Réactions de nos parlementaires
Les acteurs politiques ultramarins ne siégeaient pas à ce Conseil Interministériel des Outre-Mer, leur participation étant reportée au prochain CIOM qui aura lieu au cours du dernier trimestre de l’année. Une méthodologie qui a été vivement critiquée dans les territoires. Les parlementaires de Saint-Martin nous ont communiqué leur avis sur cette non-consultation en amont de ce CIOM.
Annick Petrus, sénatrice de Saint-Martin
« Je prends acte de la tenue de ce nouveau Comité Interministériel des Outre-Mer. Il est évidemment toujours utile que le Gouvernement fasse le point sur son action dans nos territoires. Mais je regrette profondément que, contrairement aux précédents CIOM, les parlementaires ultramarins n’aient pas été conviés à y participer. Lors des éditions précédentes, notre implication avait permis de faire avancer plusieurs dossiers concrets. Je pense notamment à la création d’une préfecture de plein exercice et d’un Service territorial d’incendie et de secours (STIS) pour Saint-Martin, que j’avais relayées avec force, et qui ont enfin été actées.
Nous sommes les représentants légitimes des populations ultramarines : nous devons pouvoir contribuer à la définition des priorités et à la co-construction des politiques publiques.
J’espère que les déclinaisons locales annoncées — les CLOM, comités locaux des Outre-mer — permettront d’associer réellement les élus et les forces vives de chaque territoire, y compris à Saint-Martin. Ces CLOM marquent une nouvelle étape de territorialisation de l’action publique, en rapprochant les décisions des réalités du terrain : c’est une méthode que je soutiendrai pleinement si elle s’accompagne d’une vraie écoute des élus.

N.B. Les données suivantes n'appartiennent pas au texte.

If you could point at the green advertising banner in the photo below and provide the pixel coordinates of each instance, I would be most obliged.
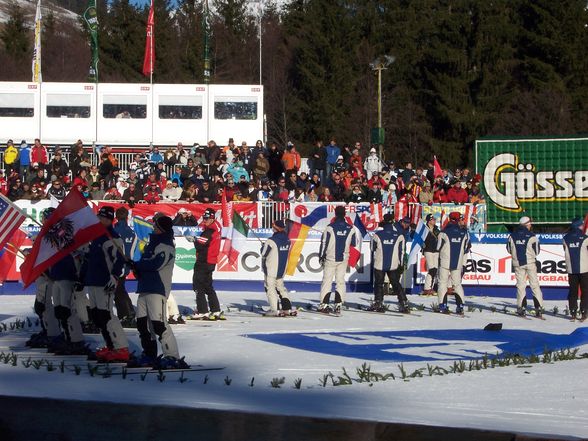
(546, 179)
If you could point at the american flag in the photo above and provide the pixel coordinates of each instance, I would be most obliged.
(10, 220)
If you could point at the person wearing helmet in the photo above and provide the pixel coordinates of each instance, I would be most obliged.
(575, 244)
(103, 266)
(431, 255)
(523, 246)
(388, 248)
(207, 249)
(336, 241)
(154, 281)
(274, 258)
(453, 245)
(50, 335)
(124, 306)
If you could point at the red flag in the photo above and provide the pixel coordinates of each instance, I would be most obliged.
(8, 256)
(71, 225)
(437, 171)
(149, 61)
(10, 220)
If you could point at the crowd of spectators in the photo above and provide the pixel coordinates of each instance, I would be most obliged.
(203, 173)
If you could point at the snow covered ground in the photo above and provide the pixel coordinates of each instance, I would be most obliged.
(549, 398)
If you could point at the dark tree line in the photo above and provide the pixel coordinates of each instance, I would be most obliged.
(464, 68)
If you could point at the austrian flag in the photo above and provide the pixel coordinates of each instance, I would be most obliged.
(71, 225)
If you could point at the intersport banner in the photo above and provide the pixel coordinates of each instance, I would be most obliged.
(546, 179)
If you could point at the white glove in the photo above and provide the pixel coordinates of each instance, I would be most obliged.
(111, 285)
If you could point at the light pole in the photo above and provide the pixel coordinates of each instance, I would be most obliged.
(378, 65)
(259, 22)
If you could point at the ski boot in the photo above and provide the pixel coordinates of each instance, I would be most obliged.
(115, 356)
(129, 322)
(219, 315)
(143, 360)
(55, 344)
(443, 309)
(376, 307)
(325, 308)
(200, 316)
(403, 308)
(168, 362)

Je fais pleinement confiance au nouveau préfet de plein exercice pour faire vivre ce dialogue sur le terrain et défendre, avec exigence et pragmatisme, les attentes de Saint-Martin. »
Frantz Gumbs, député de Saint-Barthélemy et Saint-Martin
« Ce CIOM a pris les élus d’outre-mer un peu par surprise, par son caractère strictement interministériel, sans élus locaux, contrairement aux autres et par le fait que nous avons été informés du format de manière tardive. Et puis je me dis pourquoi pas? Permettre à tous les ministères d’être au même niveau d’information sur les réalités et au même niveau de conscience de ce qui doit et peut être fait est une bonne chose ».